Keynote 2 - 15 Years Research on Pluricentric Languages - Preserving Democracy and Fighting Authoritarianism for enabling research on pluricentricity

Rudolf Muhr (Graz, Austria)

In the first part of my presentation, I will briefly outline the development of our research group, how it was founded, what steps were taken and what achievements have been made over the last 15 years. I will also give an overview of the number of volumes and articles published since then. And how many pluricentric languages have been researched since then. I will also address the resistance to our model of pluricentricity that has emerged since 2010, led mainly by scholars working on the German language. It will be necessary to address some of their central claims and show that there is no basis for them.

In the second part of my talk, I will reflect on some of the basic assumptions that are necessary for doing research into PCLs. Our research is concerned with the variability of languages and the variation within a language that spreads across the borders of several countries. Whether this fact is recognised or not is not in the hands of the researchers, but depends on the political situation of the countries concerned and whether they have a democratic or an authoritarian political system. I maintain that the description of pluricentric languages is not in the interest of authoritarian systems and only possible in a culturally open-minded democratic system.

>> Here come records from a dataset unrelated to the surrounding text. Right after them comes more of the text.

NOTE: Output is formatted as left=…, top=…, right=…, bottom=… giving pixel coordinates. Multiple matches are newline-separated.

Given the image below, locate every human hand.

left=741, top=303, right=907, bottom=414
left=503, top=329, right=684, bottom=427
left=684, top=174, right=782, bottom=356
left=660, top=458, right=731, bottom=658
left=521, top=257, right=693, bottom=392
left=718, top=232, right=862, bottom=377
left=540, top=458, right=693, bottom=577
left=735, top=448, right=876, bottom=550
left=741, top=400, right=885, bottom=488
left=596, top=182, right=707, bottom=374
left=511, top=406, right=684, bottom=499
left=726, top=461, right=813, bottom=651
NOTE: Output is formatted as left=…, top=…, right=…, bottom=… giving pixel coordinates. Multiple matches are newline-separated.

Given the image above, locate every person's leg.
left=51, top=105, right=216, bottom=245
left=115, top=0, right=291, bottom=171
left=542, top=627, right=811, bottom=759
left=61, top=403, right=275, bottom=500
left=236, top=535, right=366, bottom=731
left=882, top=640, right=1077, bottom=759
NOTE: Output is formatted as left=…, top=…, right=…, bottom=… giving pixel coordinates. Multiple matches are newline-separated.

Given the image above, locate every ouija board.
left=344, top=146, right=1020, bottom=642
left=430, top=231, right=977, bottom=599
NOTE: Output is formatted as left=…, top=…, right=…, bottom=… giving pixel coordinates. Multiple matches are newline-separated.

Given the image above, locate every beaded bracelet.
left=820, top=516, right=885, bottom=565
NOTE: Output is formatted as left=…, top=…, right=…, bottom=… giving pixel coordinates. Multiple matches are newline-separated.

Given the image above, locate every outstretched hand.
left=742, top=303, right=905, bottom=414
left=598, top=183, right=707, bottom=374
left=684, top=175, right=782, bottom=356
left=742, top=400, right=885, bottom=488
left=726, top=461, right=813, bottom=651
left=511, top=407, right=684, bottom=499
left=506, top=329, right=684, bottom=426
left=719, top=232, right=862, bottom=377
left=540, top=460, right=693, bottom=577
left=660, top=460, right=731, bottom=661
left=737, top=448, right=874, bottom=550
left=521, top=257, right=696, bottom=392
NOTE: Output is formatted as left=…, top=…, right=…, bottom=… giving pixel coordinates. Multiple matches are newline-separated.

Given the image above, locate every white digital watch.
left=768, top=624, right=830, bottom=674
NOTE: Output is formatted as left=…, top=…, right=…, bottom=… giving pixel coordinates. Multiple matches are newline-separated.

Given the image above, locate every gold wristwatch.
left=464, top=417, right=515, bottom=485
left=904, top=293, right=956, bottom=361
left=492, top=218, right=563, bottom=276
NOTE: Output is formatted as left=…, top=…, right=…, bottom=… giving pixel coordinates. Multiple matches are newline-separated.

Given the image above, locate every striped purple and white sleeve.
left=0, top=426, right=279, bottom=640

Authoritarian or even totalitarian political systems have no interest in describing variation because they are afraid of it and do everything they can to centralise language and culture in order to control it. When there is variation in language, people are also able to differentiate themselves and develop an identity that may not correspond to the one demanded by political leaders. Linguistic variation is also a social variation that can only be controlled through extra effort. If it cannot be fully controlled, authoritarian systems will do whatever is necessary to extinguish the social and personal self-determination associated with linguistic variation. So, I think researching PCLs is also a fight for a fairer and more open world and we should do everything we can to preserve our democracies to enable our research and contribute to the self-determination of people and the self-definition of underprivileged varieties.

Short Bio - Rudolf Muhr

I was born in 1950 in a small village in the south of Burgenland, near the Hungarian border. I grew up on a farm and visited an agricultural vocational college that should prepare me for taking over the farm of my parents. Instead I went to study German and English language and literature and General and Applied Linguistics in Graz, Austria. I completed my studies with a doctorate and a teacher diploma in 1979 and started at the Department of German as a research assistant where I set up a teacher training unit for German as a foreign language. After the mid-1990ies my interest in research turned to German as a pluricentric language and pluricentric languages. To this end, I founded the Austrian German Research Centre that existed at the University of Graz until my retirement in 2015 and is now a subdivision of the Austrian German Association, which I founded in 2013. After the founding of the WGNDV in 2010 and until now my main research interest are pluricentric languages and Austrian German.